Sunday, July 08, 2007

Jerry Siegel and the Spider





I never met Jerry Siegel but I ALMOST did! Jerry was scheduled to be a guest at the one San Diego Con I attended in the late eighties but was taken ill at the last minute and had to cancel. I had brought a copy of SUPERMAN # 50, the oldest issue I had, to get signed but alas.


In Gerard Jones indispensible history of comics and the men who created them, Siegel comes across as the most tragic man in comics. On the one hand he created Superman, the one character around which the entire industry built up. On the other, in spite of his imaginative plotting he was a writer of only passable skills and was never able to recreate his success or regain his creation. For DC, he did create THE SPECTRE but even that character was not a raging success initially. After the lawsuit, along with Joe Shuster, he created FUNNYMAN, a trivia question hero if there ever was one. In the sixties, he wrote many exciting but often ludicrous adventures of THE LEGION OF SUPER-HEROES before leaving DC again due to legal efforts to regain his original creation. He turned up at Archie where, as "Jerry Ess," he wrote many of that company's "ultra heroes" including THE MIGHTY CRUSADERS. With a reputation for outrageously bad dialogue, he faltered quickly with Marvel "realism," leading to the briefest of stints at that company. In the eighties, there was one last effort to make it in the growing Independent comics field but the grand old man, although revered by the current fans and creators, still couldn't make it work.


Lost in all of this was a strip I had never even heard of until recently, THE SPIDER! Superman's creator took over the already successful British strip running in the weekly story-paper LION in 1966 and wrote the Spider's serialized adventures for the next two and a half years!


The Spider was a weird looking pointy-eared criminal mastermind who traveled on webs he created and attempted to become the world's greatest criminal while wearing a jumpsuit that included elf boots and some kind of psycho bondage bra!


This book, KING OF CROOKS (note the name "Spider" not mentioned anywhere on the cover, probably for the same reason DC's Captain Marvel is called Shazam) reprints the first three SPIDER stories with the third being Jerry Siegel's debut, "The Spider V. Dr.
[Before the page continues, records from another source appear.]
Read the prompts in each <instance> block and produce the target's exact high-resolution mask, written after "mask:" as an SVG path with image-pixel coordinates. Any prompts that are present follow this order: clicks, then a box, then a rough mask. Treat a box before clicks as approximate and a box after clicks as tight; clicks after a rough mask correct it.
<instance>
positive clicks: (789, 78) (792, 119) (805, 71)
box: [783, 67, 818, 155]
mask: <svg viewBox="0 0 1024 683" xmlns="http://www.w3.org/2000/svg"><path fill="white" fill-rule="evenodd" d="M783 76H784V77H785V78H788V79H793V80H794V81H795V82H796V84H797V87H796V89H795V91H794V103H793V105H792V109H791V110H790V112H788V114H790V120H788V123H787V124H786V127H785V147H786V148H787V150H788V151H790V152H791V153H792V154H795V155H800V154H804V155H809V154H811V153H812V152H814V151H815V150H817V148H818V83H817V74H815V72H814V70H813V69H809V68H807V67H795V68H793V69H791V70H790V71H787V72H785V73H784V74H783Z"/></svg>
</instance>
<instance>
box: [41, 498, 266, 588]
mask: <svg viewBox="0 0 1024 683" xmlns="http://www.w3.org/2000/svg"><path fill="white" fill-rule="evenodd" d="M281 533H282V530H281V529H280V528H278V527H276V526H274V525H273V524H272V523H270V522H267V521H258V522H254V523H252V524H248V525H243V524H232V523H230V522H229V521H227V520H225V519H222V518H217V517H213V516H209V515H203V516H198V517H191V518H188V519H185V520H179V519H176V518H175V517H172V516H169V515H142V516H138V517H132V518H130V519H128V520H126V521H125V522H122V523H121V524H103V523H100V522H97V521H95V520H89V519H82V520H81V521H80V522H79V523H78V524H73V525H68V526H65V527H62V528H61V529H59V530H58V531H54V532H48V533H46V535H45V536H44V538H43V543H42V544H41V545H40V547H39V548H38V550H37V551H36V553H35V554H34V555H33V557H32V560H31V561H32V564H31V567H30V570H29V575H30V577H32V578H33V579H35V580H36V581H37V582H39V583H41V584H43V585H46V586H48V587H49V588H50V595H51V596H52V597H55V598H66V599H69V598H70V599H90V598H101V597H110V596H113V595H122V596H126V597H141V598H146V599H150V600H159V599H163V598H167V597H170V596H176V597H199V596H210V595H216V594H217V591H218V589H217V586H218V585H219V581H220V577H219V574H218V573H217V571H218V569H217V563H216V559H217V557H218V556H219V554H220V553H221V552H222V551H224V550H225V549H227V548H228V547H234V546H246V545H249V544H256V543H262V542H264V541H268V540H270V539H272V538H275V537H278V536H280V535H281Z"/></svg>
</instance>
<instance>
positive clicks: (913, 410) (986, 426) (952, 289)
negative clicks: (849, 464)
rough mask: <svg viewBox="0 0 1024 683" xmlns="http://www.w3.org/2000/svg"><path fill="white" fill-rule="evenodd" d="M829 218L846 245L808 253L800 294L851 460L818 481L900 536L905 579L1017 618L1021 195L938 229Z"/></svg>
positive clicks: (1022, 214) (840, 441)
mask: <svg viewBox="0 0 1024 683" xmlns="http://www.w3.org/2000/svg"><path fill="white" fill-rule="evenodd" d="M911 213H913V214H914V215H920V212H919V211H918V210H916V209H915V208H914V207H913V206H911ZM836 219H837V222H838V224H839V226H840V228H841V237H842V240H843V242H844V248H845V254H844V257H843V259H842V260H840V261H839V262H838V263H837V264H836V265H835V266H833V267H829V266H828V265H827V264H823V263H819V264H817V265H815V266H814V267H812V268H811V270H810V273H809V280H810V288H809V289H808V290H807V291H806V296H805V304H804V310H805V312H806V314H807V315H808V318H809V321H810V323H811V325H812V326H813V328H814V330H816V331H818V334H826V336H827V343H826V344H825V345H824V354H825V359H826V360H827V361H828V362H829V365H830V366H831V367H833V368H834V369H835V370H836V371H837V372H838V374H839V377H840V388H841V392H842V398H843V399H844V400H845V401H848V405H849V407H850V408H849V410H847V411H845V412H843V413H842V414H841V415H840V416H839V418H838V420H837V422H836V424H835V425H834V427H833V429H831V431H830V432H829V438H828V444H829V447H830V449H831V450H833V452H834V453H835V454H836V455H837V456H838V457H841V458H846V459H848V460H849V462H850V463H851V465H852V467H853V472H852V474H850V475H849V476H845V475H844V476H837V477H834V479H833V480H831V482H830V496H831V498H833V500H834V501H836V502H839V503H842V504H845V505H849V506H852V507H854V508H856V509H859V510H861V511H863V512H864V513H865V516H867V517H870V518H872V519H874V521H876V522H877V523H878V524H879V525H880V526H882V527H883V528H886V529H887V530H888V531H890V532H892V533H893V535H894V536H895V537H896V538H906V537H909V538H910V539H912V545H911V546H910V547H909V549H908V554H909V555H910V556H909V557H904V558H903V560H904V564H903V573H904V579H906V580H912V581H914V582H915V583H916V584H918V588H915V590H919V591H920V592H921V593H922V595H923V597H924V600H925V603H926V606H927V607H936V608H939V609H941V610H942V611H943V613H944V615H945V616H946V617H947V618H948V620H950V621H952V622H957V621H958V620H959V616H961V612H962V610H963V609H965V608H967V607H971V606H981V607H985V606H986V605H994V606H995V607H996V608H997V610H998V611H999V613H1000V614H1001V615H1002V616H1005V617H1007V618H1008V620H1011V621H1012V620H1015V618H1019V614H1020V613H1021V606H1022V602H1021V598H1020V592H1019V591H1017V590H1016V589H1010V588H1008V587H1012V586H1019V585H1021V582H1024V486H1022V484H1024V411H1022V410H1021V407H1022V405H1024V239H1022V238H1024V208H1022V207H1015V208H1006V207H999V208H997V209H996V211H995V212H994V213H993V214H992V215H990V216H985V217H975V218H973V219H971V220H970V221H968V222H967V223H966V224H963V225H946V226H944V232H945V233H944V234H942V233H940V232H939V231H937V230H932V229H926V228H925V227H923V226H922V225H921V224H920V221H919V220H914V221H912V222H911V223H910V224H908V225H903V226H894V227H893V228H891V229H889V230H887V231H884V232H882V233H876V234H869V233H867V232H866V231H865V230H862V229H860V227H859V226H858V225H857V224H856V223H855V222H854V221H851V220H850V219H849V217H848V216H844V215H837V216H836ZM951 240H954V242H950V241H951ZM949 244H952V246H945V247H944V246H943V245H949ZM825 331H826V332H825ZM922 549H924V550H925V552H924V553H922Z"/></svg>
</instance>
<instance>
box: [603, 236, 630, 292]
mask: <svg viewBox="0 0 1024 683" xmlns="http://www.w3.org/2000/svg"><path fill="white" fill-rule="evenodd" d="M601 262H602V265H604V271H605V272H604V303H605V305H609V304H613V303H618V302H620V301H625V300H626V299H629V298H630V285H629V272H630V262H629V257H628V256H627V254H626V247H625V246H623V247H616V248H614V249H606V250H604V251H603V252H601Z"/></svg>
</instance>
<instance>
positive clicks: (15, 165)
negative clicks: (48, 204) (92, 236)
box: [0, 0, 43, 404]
Mysterioso." According to the introduction in this Titan hardcover, Jerry had chosen the strip to write when he had been sent copies of LION. In his later strips, it says that he made the character more of an anti-hero, using his skills to stop other super-criminals. Jerry is credited with bringing an authentic American feel to the otherwise made in Britain but set in America feature. Even his dialogue worked. The first example here, done before Jerry arrived, is just as outrageous as anything he would write here! This was a good fit for him. Upon his departure in 1969 (Why if it was so successful?), THE SPIDER passed into other hands but continued for only a few more months. Jerry entered the seventies at a low point but would end on a note of public triumph when DC was shamed into giving Siegel and Shuster financial and creative recognition in order to avoid bad press when the multi-million dollar SUPERMAN-THE MOVIE came out.

KING OF CROOKS came out a few years ago and is still available by special order from your local bookstore in the US. I got mine through Borders last week.

1 comment:

  1. To say he was only a writer of passable skills is baloney. He was at the top of the superhero game in the forties, writng almost all the Superman stories before he was drafted. The best of them are as good as anything from that era. He lost his mojo divorced from Superman, but that isn't unusual. He wasn't at his best with other writers' features. During the golden age he only wrote strips he created. Some of them like Star Spangled Kid wern't so hot, others like Robotman were pretty good. His Leginaire storiea were ludicrous at times? They sure were, as were all stories by all writers working on Superman for Mort Weisinger, who was mostly dictating the plots and heavily editing the stories. Otto Binder eventually quit working for him because the mandated rewriting wasn't worth the low page rate. Who did Weisinger say was his favorite Superman writer? Jerry Siegel. He did write two of the best Superman stories from that era, The Death of Superman and Superman's Return to Krypton.
    As for The Spider, I came across a bunch of Lion weeklies in a used book shop in the seventies and I could immediately tell by the dialogue and plot recycling Siegel wrote it. Wild stuff, but it gets campier and more uneven. The one with the space alien crook is pretty bad, but with the one after that, The Spider Versus Spider Boy, the series really hits its stride, with a reformed Spider framed for murder and once again persued by the law. The last one I have has Siegel spoofing himself as he takes his first Fly Man story and does a comic spin on it with the Spider being rescued from other superheroes, but resenting it. Even reformed, the Spider has a huge ego and doesn't like sharing the glory. What makes the Spider series so distictive is not so much the writng, but the artwork. Reg Bunn was an incredible artist whose cross hatching makes his art look like pulp illustrations.